Walking around the exhibition one experiences the ‘space capsule’ qualities of high-rise living, what JG Ballard’s ‘High-Rise’ (1970) refers to as "a huge machine designed to serve, not the collective body of the tenants, but the individual resident in isolation. Its staff of air conditioning conduits, elevators, garbage-disposal chutes and electrical switching systems provided a never-failing supply of care and attention that a century earlier would have needed an army of tireless servants," The background city hum lost in digital prints of the cityscape below and replaced in the DAZ gallery by music courtesey of Berlin born, NYC based indiepop band Fenster’s album ‘Bones’ (2012).

The Tour Bois Le Pêtre and high-rises share the same social psychology as fellow ground crawling megastructures and for an ethnographic window, we need look no further than Clare Melhuish's, ‘The Life & Times of the Brunswick, Bloomsbury’ (2006) where,“For one source inside the building, the censorious attitude of neighbours towards local disturbances can be oppressive.
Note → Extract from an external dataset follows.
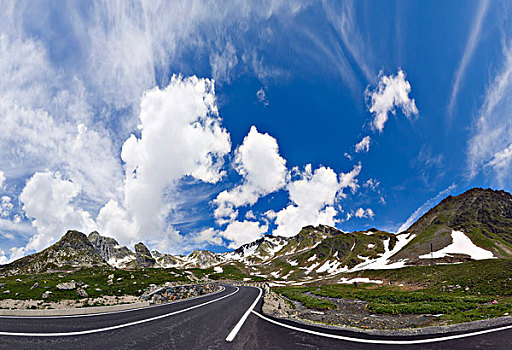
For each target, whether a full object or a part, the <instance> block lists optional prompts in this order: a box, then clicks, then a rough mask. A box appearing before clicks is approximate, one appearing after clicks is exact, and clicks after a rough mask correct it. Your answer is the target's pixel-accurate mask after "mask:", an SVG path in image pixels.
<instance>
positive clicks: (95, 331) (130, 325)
mask: <svg viewBox="0 0 512 350" xmlns="http://www.w3.org/2000/svg"><path fill="white" fill-rule="evenodd" d="M239 290H240V288H238V287H236V290H235V291H234V292H233V293H230V294H227V295H224V296H223V297H220V298H217V299H213V300H210V301H207V302H205V303H202V304H198V305H195V306H191V307H188V308H186V309H182V310H178V311H174V312H171V313H168V314H164V315H160V316H155V317H151V318H147V319H144V320H139V321H133V322H129V323H125V324H120V325H116V326H110V327H105V328H98V329H89V330H85V331H75V332H62V333H20V332H0V336H2V335H8V336H17V337H68V336H76V335H85V334H92V333H100V332H106V331H112V330H114V329H120V328H125V327H130V326H135V325H138V324H142V323H146V322H150V321H155V320H159V319H162V318H165V317H169V316H173V315H177V314H180V313H182V312H185V311H189V310H192V309H197V308H198V307H201V306H205V305H208V304H211V303H214V302H216V301H219V300H222V299H224V298H227V297H230V296H232V295H233V294H236V293H238V291H239Z"/></svg>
She describes the Brunswick as "a very isolating building, the most unfriendly place I have ever lived in". Nobody ever throws a party here, she says, because the noise generated by objectors is likely to be greater than that of the party itself. She believes that much of the problem stems from the design of the building, which doesn't provide workable social spaces for people to meet and interact.".
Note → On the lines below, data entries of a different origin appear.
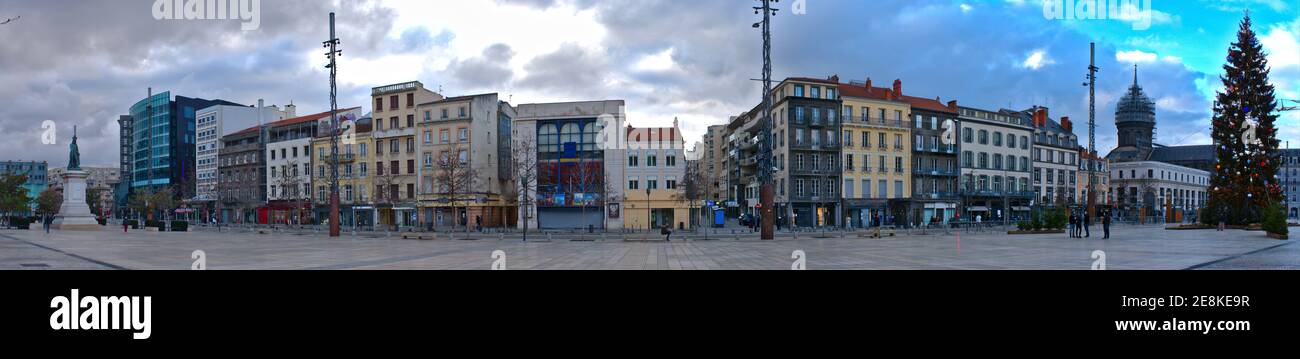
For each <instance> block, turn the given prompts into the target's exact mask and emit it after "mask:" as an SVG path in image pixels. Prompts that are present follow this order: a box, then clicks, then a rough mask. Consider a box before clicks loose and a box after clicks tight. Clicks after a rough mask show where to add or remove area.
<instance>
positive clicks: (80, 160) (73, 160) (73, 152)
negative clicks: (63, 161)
mask: <svg viewBox="0 0 1300 359" xmlns="http://www.w3.org/2000/svg"><path fill="white" fill-rule="evenodd" d="M68 150H69V153H68V170H81V151H77V126H73V143H72V144H68Z"/></svg>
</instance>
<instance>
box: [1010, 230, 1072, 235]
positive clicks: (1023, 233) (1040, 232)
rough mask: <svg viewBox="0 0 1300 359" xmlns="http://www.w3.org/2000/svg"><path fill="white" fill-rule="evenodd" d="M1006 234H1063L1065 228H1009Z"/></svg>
mask: <svg viewBox="0 0 1300 359" xmlns="http://www.w3.org/2000/svg"><path fill="white" fill-rule="evenodd" d="M1006 234H1011V235H1017V234H1065V229H1044V230H1010V232H1008V233H1006Z"/></svg>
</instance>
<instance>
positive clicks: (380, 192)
mask: <svg viewBox="0 0 1300 359" xmlns="http://www.w3.org/2000/svg"><path fill="white" fill-rule="evenodd" d="M374 170H376V174H374V177H373V178H374V180H372V182H373V183H374V195H373V196H372V198H374V204H389V206H390V207H391V206H393V204H395V203H396V200H398V198H396V196H398V195H396V194H394V193H393V190H391V189H393V186H398V185H400V182H402V181H400V178H399V177H398V174H396V173H395V170H391V169H389V170H385V169H383V163H377V166H376V169H374ZM376 208H378V207H376ZM395 224H396V213H394V217H393V222H391V224H387V225H395ZM374 225H378V224H374Z"/></svg>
In focusing on extending the living spaces Lacaton Vassal inevitably neglect the shared social spaces in Tour Bois Le Pêtre, the Ballardian extension of "his one-thousandth share of the cliff face," is the most we get without the social cohesion demand by those who care for future city living. This makes the debate about the success of Tour Bois Le Pêtre very much a developer market led justification where comparisons are made between the costs to extend Tour Bois Le Pêtre, €112,000.00 per flat, to build new, whilst untested, was estimated at €167,000.00 per flat.

Yet possibly the failing of high rise IS the socially constructed brief and the belief, pre-housing boom, that sharing capital unites members who join, contradictory to the current market values of ‘flats’ became ‘apartments’ that typically higher up have greater views and price-tags to match.

Each high-rise is an ethnographic graphic with the upper classes migrating to the upper floors subsidised by the lower floors paying identical maintaince costs in the belief of equality, a belief not shared, that is why the 1950s social housing failed. In the UK the mass revolut in Ballardian high-rise was  dissolved under ‘Right-to-Buy’ selling 20% of state funded mass housing, mostly those on top sold out to those that could afford the increased prices for sky-living. Instead sitting on a reclaimed sofa in the DAZ gallery clutching Ballard’s novel one feels, “A new social type was being created by the apartment building, a cool, unemotional personality impervious to the psychological pressures of high rise life, with minimal needs for privacy, who thrived like an advanced species of machine in the neutral atmosphere. This was the sort of resident who was content to do nothing but sit in his over-priced apartment, watch television with the sound turned down and wait for his neighbours to make a mistake”.